Abbott said having a similar customer base was also critical to making the idea work.

"It's a commercial thing. If it was ... an exhibition, where it was more about the pure enjoyment, it wouldn't matter. It needed to make sense for both our brands," she said.

"It was important that both spaces blended but that there is differentiation."

habbot has two stores in the Melbourne CBD, while Park's biggest store is in Armadale, so the Fitzroy venture offered a chance for both brands to grow.

"Even though Fitzroy is close to the city it's a different mindset," Abbott said.

Park said Gertrude Street was starting to attract more international visitors as well.

"We wanted to amp up the energy of the store. It seems like such a natural and obvious collaboration. It adds another layer and texture to the store," she said.

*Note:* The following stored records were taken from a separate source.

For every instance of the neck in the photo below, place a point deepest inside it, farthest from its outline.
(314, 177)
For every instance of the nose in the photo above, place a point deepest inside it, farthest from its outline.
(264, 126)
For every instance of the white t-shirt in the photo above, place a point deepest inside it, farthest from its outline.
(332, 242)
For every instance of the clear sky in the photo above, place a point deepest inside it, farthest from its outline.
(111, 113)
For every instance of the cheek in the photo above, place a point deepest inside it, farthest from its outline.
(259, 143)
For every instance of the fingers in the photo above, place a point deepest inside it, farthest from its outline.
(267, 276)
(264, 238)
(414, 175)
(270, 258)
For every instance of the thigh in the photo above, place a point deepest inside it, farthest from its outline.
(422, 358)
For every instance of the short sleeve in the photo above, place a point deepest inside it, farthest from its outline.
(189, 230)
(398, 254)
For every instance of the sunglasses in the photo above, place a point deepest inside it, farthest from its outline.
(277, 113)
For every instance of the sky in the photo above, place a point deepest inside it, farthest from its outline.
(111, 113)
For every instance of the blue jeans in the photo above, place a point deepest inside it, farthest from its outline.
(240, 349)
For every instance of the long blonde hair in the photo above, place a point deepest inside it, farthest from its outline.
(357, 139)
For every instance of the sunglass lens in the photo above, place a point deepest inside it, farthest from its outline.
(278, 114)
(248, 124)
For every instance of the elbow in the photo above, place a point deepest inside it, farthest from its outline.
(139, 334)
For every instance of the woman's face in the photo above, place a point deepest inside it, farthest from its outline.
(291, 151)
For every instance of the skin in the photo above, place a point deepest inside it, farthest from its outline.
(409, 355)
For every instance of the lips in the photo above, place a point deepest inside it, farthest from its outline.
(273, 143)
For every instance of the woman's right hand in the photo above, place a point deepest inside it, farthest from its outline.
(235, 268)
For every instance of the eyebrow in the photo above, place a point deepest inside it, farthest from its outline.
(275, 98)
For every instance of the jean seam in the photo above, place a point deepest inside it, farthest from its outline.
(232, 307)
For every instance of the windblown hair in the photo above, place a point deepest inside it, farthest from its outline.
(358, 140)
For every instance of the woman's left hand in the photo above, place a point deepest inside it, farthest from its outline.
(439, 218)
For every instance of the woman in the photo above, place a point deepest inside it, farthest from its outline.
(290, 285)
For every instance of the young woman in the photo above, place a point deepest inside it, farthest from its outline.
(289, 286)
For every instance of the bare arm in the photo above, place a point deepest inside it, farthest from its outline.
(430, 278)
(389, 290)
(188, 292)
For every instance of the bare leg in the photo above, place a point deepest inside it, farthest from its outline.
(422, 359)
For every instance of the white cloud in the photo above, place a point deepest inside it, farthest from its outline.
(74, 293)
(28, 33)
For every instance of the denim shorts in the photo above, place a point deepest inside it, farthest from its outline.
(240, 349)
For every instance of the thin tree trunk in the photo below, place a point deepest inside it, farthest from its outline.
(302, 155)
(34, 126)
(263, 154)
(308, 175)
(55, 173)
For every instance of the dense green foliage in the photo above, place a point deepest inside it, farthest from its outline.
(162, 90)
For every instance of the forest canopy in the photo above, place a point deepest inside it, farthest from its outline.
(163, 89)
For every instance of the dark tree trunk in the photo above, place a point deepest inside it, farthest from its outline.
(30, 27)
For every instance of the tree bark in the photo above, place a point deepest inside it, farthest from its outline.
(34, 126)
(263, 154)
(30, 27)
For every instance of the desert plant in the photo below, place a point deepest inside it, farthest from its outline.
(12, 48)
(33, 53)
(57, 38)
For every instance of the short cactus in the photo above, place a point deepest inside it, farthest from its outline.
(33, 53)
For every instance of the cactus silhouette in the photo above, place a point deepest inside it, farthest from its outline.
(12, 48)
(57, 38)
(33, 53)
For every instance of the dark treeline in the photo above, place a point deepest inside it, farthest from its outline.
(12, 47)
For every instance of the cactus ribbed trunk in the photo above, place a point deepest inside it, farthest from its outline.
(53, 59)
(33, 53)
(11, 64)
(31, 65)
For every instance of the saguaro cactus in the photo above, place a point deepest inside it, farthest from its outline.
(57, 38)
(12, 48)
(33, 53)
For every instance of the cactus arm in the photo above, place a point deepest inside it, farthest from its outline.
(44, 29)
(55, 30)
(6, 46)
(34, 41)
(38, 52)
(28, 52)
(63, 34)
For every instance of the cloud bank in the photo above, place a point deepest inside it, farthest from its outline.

Retail consultant Martin Ginnane​ said retail collaborations could create a triple win scenario for retailers, landlords and consumers.

He said it's taking the department store model of a one-stop shop or a shop-in-shop and applying it to the high street.

"[Retail experts are] all talking about experience and making friends with customers. This is another way of building that relationship," he said.

Mr Ginnane said retailers needed to be clear in their messaging or it could end badly and confuse customers.

"It's important to have an understanding of who that other brand is and how they will complement you and not detract from you," he said.

"We've all moved in with someone over the years and realised it's not going to work. It's harder to move out than move in."